Still, there is something else about their propulsion that makes me wonder. The animals have a set of three fins around their body, more or less like the pectoral and back fins of sharks and dolphins. This makes sense, as three such fins are useful in countering rotations around the body's front-to-aft axis. You would want such fins near the centre of the body, as they would impede movements around the other axes if placed at the front or the rear of the animal. These animals indeed have three such wings right where you would expect them, around the centre of mass. As an aside, you may well wonder why there are three. To counter rotations, two or four (or more) would work just as well. Their area may have to increase if you have fewer fins, and vice versa, but that does not seem to be an important factor. Some whales have large dorsal fins and some have no dorsal fins at all, so having two seems to work as well as having three. Why are there never four? Is this just an evolutionary accident? Perhaps it is easier to have more such fins at the bottom half of the animal than at the top half, if only to make it easier to keep the body upright.

Anyway, now have a look at the tail of Europan bacterivores: there is another, smaller, set of three fins. That only makes sense if the animal needs more to be kept on track like an arrow, but this 'triad' fin design is not optimal if you use the tail for propulsion. Suppose you wish to beat the tail in an up and down direction: with a triad set the top fin will be useless for propulsion. While moving upwards it might even start to bend sideways and then it would impair propulsion. The other two will not be perpendicular to the direction of movement and will therefore not provide optimal thrust.
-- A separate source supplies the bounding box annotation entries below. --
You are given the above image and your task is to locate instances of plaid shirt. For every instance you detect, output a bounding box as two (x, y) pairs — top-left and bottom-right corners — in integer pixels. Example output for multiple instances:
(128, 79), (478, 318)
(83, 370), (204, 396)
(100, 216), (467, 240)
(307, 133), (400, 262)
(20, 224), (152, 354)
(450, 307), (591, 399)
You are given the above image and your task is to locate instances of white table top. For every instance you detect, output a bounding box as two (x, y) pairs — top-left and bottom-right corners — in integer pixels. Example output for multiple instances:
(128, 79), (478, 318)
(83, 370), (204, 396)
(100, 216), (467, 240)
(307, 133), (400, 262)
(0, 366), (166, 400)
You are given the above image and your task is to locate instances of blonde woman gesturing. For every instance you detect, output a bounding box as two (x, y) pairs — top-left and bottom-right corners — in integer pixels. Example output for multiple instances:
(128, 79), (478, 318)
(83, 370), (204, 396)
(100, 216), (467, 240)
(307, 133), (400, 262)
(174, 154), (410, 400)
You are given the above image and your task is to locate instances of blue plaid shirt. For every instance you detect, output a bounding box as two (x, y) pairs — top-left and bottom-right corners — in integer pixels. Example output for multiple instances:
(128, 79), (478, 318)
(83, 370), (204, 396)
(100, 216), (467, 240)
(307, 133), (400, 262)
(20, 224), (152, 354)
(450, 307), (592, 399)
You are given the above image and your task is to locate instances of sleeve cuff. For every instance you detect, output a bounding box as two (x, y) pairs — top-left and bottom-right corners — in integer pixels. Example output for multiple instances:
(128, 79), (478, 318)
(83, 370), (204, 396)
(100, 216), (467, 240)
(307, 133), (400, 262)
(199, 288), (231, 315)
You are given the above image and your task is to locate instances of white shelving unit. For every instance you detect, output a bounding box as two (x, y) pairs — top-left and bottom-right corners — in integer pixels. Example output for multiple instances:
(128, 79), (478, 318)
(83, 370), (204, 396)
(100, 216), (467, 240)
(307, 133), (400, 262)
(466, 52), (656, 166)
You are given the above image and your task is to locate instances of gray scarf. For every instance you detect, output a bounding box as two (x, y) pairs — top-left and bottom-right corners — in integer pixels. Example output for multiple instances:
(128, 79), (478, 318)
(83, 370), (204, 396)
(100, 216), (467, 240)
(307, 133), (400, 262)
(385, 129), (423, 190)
No, if you want a beating tail, the surfaces providing propulsion must be perpendicular to the direction of the beat, and surfaces not aiding in propulsion should not be in the way.

Whale shark  / orca / orca; click to enlarge

The tails of sharks and whales provide excellent examples of this design. The pictures above were taken from the internet. The whale shark beats its tail sideways, and the 'stem' of the tail, just before the tail fin, is flattened sideways. In this way, there is room for the attachment of muscles and ligaments without impairing propulsion. The two photographs of orca's show that an orca's tail stem is flattened vertically, exactly as expected for an animal that beats its tail up and down.      
                  
Back to Europan bacterivores. Their tails suggest a mode of propulsion similar or identical to the ones I invented for Furaha. Convergent speculation once again? Possibly; remember that this type of propulsion results in linear motion without any externally visible means of propulsion. That is not what you see in the video. Instead, the predators near the end can be seen to swim with a strongly undulatory pattern, like the one you would expect for animals with sideways-beating tails.

I wonder what happened to cause this odd combination of a design plan with a movement pattern that doesn't seem to fit the plan. The people who designed these animals knew what they were doing, so the answer probably does not lie there. Perhaps the animators simply added a familiar type of movement to add some spice to the footage? That is possible: I remember from conversations with Steven Hanly that the movement of Eponan uthers in the same documentary did not come out as planned either. I doubt we will ever know.